The following was published in the Costco Connection, a magazine that, according the editor, "is mailed to over 8 million businesses and their employees and family members across the country and is read by close to 20 million people."

We use manufactured goods for almost everything we do. Factories, in turn, need the workers who use their skill to operate the machinery that creates the goods. If we want economic growth, we need more manufacturing jobs.

Why can’t we just import manufactured goods from abroad and keep the service jobs in the United States?

First, 80 percent of global trade is in goods, not services, according to the World Trade Organization. An economy with a weak manufacturing base - and consequently, a large trade deficit – ends up with a very weak currency, which then leads to reduced capability to import goods, a declining economy and a large-scale loss of jobs. The only reason why the U.S. trade deficit has not severely devalued our currency is because the American dollar is used for transactions around the world. But even U.S. Federal Reserve Chairman Ben Bernanke called this situation “unsustainable”. In other words, we need to grow our manufacturing base to ensure our economy’s well-being.

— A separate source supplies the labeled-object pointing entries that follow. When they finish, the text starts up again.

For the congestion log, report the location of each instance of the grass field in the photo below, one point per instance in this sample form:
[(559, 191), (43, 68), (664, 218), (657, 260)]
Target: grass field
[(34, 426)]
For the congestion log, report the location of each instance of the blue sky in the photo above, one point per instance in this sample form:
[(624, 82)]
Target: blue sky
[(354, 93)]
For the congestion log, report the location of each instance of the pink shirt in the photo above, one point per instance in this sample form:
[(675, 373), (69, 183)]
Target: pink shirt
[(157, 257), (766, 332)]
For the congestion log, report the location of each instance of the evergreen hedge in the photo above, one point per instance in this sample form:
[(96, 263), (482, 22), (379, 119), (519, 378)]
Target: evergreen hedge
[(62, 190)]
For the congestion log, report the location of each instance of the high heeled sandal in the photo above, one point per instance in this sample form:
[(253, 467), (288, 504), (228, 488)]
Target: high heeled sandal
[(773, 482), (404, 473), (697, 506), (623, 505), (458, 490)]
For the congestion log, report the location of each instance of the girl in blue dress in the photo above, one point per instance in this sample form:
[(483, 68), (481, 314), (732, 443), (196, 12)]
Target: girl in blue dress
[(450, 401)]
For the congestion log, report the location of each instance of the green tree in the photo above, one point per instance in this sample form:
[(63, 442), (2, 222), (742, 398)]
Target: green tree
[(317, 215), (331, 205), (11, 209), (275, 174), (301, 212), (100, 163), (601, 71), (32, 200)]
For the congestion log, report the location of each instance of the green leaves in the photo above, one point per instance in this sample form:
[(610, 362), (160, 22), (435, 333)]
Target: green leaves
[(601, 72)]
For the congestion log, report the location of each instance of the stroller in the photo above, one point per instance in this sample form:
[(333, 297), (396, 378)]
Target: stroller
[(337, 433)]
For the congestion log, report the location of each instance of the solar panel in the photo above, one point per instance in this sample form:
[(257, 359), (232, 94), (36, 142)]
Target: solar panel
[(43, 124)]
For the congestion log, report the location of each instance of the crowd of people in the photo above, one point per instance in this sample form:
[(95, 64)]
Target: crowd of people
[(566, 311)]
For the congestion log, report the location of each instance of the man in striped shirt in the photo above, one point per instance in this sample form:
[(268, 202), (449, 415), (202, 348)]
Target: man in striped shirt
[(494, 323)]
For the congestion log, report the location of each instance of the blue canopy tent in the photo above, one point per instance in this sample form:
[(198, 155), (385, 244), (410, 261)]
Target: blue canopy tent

Second, manufacturing jobs provide workers with middle class incomes. That is because manufacturing, unlike any other sector, receives the same percentage of income as it contributes to employment . The reason factory jobs are well paid is that they are, increasingly, high skill jobs. The days of the low skill assembly line dominating manufacturing are over.

Third, according to the Economic Policy Institute, for every manufacturing job created, almost three other jobs are created in the wider economy. This is the best performance for any sector. And, more manufacturing jobs lead to more engineering jobs. Recent research published in the Harvard Business Review shows that when engineers can easily visit their factories or in other factories, talk with workers and with other engineers, the pace of technological progress picks up considerably. As American factories have left the country, so have engineering research and development. As factories close in the so-called Rust Belt, we see the economic devastation.

Throughout history manufacturing has been the foundation for a powerful, wealthy society. Nowadays, the richest countries have larger manufacturing sectors than the United States. In 2010 manufacturing constituted 20.7% of the German economy, and only 12.7% for the U.S. If the U.S. had the same scale of manufacturing as Germany, we could balance our trade in manufacturing, which could create 10 million more jobs.